There's really no excuse for this, other than to say this is just Sony still showing complete contempt for their customers.

Comment Thanks for reinforcing my decision, Sony (Score 1, Informative) 292

Around the time of the CD-R rootkit fiasco, I wrote off Sony as a vendor entirely. I simply refuse to do business with a company that shows such complete disregard for its customers. Does this mean I don't own ANY Sony tech? Of course not...but it does mean that I have not given Sony a red cent. My PS3 is a 2nd- (maybe 3rd) hand unit I pick up from Craigslist.

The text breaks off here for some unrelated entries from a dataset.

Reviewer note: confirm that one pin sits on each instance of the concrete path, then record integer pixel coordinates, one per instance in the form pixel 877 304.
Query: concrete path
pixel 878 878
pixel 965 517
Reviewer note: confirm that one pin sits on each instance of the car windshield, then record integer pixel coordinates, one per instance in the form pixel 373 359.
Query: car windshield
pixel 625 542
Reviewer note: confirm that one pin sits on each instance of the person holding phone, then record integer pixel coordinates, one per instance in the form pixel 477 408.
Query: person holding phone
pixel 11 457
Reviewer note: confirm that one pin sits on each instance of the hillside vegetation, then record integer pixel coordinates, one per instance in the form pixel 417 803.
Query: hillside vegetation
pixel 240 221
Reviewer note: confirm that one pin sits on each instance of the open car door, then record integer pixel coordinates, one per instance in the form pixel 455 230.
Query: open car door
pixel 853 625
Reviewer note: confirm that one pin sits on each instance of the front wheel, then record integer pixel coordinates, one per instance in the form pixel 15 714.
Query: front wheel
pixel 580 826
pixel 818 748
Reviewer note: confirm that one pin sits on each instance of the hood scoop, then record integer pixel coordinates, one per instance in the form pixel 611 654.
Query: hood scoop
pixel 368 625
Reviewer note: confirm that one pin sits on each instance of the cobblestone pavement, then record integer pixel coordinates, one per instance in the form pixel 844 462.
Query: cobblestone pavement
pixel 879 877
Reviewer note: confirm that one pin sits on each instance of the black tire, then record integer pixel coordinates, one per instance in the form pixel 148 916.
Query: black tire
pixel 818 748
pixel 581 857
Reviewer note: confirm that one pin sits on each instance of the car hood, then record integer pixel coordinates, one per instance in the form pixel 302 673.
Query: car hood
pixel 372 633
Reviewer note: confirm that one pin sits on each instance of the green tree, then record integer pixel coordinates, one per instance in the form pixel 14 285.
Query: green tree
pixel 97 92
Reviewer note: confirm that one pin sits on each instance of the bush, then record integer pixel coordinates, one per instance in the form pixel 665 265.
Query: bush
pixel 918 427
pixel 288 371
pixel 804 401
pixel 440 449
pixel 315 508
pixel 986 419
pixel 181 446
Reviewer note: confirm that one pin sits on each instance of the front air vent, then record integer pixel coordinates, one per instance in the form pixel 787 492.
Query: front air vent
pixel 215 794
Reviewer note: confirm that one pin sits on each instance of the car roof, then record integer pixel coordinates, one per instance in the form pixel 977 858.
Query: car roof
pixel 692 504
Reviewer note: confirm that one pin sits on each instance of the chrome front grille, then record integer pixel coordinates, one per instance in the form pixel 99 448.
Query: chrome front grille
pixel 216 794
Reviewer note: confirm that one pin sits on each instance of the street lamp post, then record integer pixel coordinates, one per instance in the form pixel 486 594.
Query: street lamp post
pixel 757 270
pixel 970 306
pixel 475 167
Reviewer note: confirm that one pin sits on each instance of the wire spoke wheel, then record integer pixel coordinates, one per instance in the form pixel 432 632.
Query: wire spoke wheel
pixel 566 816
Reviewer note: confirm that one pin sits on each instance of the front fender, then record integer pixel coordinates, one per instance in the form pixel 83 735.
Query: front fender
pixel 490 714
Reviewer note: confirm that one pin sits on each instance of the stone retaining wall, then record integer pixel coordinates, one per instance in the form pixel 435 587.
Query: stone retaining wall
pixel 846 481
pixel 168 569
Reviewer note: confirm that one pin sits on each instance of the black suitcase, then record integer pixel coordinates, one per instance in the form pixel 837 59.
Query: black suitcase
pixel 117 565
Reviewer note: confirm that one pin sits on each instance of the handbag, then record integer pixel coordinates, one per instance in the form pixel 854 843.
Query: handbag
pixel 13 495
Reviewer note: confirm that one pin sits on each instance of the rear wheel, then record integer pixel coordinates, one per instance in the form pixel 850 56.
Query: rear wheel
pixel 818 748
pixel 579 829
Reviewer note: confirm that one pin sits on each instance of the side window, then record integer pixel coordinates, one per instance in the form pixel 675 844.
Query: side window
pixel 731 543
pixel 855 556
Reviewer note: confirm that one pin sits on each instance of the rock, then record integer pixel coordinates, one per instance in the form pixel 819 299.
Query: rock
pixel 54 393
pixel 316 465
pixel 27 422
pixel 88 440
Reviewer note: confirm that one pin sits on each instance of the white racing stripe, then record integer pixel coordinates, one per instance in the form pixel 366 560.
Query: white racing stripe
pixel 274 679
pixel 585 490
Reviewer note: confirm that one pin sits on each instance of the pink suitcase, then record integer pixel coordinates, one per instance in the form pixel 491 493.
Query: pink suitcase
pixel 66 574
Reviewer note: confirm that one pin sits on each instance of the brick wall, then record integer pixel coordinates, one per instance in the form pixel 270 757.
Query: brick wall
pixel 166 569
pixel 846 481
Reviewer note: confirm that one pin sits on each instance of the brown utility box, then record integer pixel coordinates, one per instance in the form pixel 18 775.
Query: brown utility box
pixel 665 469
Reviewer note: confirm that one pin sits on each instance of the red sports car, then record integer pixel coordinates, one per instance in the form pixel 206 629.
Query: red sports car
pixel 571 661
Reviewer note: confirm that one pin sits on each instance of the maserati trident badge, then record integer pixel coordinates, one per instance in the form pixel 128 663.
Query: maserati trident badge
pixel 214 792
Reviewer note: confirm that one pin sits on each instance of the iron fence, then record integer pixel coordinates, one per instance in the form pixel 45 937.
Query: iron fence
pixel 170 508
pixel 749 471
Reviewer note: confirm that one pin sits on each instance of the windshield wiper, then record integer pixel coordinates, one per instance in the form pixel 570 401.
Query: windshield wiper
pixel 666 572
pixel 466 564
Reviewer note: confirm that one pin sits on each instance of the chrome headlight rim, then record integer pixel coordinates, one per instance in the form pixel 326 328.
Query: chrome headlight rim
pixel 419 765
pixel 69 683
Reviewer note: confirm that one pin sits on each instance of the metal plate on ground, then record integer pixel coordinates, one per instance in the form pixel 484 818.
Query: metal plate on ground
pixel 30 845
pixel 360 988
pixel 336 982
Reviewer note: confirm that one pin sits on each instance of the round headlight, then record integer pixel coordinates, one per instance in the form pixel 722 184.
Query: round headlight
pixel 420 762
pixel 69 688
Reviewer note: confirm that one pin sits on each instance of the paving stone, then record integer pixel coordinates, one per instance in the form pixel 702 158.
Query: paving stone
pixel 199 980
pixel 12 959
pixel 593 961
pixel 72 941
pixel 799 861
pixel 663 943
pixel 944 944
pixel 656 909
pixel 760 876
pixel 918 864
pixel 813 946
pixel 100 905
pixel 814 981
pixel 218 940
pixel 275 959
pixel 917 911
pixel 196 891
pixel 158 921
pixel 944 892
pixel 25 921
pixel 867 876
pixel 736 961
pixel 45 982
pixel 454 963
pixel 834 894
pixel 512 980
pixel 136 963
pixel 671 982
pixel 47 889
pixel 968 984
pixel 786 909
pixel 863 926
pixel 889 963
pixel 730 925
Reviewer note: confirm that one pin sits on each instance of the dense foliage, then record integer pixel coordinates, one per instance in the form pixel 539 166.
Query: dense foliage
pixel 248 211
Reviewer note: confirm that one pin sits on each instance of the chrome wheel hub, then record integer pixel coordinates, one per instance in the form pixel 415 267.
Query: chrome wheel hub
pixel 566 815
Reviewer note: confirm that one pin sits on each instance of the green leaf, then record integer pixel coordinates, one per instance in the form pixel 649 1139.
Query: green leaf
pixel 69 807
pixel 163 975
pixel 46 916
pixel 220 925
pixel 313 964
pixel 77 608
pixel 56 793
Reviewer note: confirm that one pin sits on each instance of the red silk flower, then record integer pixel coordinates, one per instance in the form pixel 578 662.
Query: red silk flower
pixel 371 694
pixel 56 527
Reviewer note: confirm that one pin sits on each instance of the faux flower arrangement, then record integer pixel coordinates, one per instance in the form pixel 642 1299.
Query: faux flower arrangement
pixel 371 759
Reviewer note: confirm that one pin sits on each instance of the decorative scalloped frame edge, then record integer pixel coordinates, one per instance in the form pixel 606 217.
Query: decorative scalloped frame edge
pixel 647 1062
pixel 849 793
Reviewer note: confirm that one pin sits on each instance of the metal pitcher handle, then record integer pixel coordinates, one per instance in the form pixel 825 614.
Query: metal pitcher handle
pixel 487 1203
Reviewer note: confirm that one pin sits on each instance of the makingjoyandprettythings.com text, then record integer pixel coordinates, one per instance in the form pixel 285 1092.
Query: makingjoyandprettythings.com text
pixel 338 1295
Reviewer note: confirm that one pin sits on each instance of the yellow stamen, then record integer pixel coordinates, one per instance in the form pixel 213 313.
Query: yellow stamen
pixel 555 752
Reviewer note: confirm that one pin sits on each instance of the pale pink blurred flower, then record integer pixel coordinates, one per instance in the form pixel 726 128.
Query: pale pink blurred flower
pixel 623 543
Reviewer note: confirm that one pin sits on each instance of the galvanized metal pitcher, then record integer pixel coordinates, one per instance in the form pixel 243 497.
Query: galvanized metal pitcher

I just don't understand why any thinking person would support a company that still runs its business on the razor/blade model of entrenchment and vendor lock-in, especially for tech. To deliberately cripple functions or expend engineering resources to create obstacles to easy operation is just insane. The entire point of having standards is to make components interoperable. It's this modularity that vaulted the PC clone to the top of the microcomputing world. It's why I will likely never buy anything from Apple.

Ugh. Just UGH. Not knowing the first thing about the PS4, I hope it goes down in flames.